Juliano: The thing that got us together was this intuition that what Sebastião had to share was his experience of the world. You see his photography in books, magazines and exhibitions, but his experience of the world we didn’t know. That was very special. At some point, I was traveling with Sebastião in the Amazonia and our relationship was difficult. When we came back and looked at the photographs he shot it’s, like, the photos say so much about the person you’re shooting, but it also says so much about the photographer holding the camera. What Sebastião sees of his son observing him, there’s a lot of love. So that’s important to pass on. That’s how it all started for me.

What was it like to grow up in that household? Sebastião has seen so much. He’s seen a lot of atrocities, so what was it like when he would come home?

Wim: [Laughs]

Juliano: It was amazing! He had a lot to talk about when he came back. The house was always full of journalists and people who choose to travel all around the world to report. There were great intellectuals and people that Sebastião knew from his travels. We would all meet at home, get drunk, and speak about the world. As a child, there was so much to learn from it. So it was amazing. But it started to get a little problematic when I became a teenager because, you know, you’re looking for your own place in the world and your father has no capacity to listen to that. That’s when the complication started and things started going wrong for us. But, before that, it was really amazing.

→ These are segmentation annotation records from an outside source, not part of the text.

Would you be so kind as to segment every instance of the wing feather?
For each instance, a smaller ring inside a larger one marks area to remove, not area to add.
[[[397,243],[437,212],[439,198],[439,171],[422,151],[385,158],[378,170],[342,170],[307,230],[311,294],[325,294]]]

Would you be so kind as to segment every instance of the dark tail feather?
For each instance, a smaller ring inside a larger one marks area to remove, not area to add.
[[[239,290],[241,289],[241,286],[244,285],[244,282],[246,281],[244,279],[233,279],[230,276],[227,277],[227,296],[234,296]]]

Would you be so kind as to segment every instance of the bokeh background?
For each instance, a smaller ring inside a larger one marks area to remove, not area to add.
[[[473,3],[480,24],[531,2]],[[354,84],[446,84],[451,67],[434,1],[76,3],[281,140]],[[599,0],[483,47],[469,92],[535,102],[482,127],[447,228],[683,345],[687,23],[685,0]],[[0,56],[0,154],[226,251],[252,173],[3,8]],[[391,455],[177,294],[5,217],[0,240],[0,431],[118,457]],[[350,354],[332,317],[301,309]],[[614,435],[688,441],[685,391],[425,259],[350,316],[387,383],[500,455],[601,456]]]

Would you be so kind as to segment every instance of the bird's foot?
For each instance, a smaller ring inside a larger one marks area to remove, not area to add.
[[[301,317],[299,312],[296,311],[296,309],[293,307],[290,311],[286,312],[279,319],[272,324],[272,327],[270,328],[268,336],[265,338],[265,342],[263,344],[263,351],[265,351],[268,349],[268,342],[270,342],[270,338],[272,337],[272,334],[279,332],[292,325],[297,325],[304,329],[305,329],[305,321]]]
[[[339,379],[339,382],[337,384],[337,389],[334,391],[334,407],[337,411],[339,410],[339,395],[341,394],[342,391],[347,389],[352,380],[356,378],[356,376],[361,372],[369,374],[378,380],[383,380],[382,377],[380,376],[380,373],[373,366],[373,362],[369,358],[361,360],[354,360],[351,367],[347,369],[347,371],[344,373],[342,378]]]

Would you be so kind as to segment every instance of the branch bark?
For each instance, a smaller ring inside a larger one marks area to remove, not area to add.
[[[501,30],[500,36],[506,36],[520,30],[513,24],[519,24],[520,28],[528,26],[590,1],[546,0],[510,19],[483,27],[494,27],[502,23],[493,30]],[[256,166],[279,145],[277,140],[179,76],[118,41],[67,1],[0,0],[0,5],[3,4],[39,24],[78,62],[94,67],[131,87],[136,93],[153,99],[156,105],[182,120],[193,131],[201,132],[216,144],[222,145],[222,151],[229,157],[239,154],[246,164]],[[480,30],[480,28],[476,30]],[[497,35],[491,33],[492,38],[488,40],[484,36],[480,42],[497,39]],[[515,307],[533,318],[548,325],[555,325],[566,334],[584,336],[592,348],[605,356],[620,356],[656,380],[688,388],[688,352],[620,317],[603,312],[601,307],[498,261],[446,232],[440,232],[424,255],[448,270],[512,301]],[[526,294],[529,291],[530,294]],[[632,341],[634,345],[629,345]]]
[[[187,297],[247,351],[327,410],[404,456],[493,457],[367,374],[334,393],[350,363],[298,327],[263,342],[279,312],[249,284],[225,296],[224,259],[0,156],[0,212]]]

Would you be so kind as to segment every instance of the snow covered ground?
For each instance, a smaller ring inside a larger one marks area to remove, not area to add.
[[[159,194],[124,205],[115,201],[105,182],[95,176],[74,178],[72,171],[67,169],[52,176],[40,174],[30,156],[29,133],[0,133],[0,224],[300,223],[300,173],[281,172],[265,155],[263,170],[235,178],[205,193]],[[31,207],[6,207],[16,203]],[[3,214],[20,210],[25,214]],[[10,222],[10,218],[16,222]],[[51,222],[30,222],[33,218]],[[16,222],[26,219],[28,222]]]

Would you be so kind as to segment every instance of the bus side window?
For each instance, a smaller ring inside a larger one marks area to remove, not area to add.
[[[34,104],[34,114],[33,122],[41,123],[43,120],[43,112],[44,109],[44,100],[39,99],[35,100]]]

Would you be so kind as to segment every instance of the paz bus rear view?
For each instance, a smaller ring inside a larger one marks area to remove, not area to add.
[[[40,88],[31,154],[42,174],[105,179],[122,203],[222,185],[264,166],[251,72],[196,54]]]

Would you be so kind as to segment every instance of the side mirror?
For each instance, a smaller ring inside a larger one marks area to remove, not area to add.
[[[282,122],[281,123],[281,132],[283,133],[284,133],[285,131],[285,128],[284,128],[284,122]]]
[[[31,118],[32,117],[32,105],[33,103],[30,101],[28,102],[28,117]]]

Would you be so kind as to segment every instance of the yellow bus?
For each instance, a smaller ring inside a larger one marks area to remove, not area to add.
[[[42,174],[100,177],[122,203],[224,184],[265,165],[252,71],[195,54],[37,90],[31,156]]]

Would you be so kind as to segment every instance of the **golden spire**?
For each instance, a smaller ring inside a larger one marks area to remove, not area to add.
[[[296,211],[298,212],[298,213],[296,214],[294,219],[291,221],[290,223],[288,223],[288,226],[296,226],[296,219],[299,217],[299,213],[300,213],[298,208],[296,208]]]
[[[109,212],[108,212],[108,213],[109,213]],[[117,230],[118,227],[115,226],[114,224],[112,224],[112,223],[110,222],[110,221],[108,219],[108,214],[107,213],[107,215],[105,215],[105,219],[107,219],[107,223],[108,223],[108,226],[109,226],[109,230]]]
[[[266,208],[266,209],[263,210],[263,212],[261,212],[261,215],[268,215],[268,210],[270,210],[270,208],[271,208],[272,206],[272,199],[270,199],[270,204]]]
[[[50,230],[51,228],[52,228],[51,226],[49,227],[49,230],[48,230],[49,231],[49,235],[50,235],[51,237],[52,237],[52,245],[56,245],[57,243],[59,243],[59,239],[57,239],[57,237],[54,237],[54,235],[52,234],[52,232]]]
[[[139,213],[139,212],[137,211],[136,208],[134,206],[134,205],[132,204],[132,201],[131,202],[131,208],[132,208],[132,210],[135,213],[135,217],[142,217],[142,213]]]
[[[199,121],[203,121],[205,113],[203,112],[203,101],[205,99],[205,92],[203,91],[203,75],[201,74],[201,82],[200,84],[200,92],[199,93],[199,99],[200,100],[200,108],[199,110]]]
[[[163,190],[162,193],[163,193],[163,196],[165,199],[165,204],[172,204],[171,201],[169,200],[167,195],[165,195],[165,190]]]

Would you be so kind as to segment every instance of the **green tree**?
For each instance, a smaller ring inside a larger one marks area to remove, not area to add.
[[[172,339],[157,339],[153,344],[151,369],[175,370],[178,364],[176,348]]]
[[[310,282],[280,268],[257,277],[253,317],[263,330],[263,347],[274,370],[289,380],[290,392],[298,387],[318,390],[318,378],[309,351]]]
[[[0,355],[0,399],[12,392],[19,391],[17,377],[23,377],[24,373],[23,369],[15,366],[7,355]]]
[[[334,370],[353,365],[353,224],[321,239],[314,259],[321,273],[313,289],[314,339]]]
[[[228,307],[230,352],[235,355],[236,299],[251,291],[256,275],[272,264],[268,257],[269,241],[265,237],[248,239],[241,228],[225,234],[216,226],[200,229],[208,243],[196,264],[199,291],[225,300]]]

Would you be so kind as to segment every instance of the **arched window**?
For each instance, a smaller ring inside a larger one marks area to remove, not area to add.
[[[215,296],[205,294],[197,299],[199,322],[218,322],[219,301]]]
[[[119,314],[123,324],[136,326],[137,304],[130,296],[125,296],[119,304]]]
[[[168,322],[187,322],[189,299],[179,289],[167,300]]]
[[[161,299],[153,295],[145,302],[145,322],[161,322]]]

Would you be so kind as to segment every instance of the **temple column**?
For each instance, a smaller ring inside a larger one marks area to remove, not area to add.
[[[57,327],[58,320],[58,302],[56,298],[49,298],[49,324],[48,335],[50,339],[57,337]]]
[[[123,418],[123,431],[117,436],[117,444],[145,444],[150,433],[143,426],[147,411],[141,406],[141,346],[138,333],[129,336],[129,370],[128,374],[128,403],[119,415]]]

How did he react when you decided to follow in his footsteps into photography?

Juliano: He was very supportive, actually. My first film was in Angola when I was 22. The second one was in Afghanistan. That was a crazy trip. I was there on my own and almost got killed half a dozen times. And Sebastião thought it was a very good idea. [Laughs] That’s support.

Wim, whenever I go into interviews, I obviously have so many curiosities. When you met Sebastião in Paris, what were some of the most pressing questions on your mind?

Wim: The most pressing questions I had were about the two pictures of his that I live with on a daily basis. There’s the one from Serra Pelada [pictured above] and the portrait of this torn woman from the Sahel. I wanted to know as much as possible about the two pictures because I really knew nothing. No context. I had bought these two pictures and they had become almost my closest friends in photography. They have moved with me from Los Angeles to New York to Berlin. I’ve always had them with me. When I have a new office, my private office, I always hang these two pictures. I wanted to know so much about these pictures that meant so much to me. He had taken a lot of trips to the Sahel. I had myself made a film under the protection of Doctors Without Borders, so he told me a lot about his association with doctors and how that enabled him to take these journeys. Africa is what we most connected with. I’ve been to Asia and South America, but Africa was a territory that he was more knowledgeable about than anybody else I’ve ever met. Out of that friendship, I grew so curious about what was driving him to do all of this. On that night, when the idea came up to make this documentary, I just said, “Let’s do it.”

Wow.

Wim: The beauty about documentaries is that you don’t have to wait for financing. With narratives, you have a finished script for a year and by the time you can finally shoot it, another year has gone by. We shook hands and started a week later. I didn’t think it was going to take so long to make this. I slowly realized that, in order to have the right to make a movie about a man who gave so much of his time to each subject, sometimes a decade of his life, I had to start applying his own method. It slowly dawned on me that it was necessary to make that investment. That innocent little handshake led to three and a half years. And I got to meet this man closer than I wanted to.

Juliano: [Laughs] In the editing room.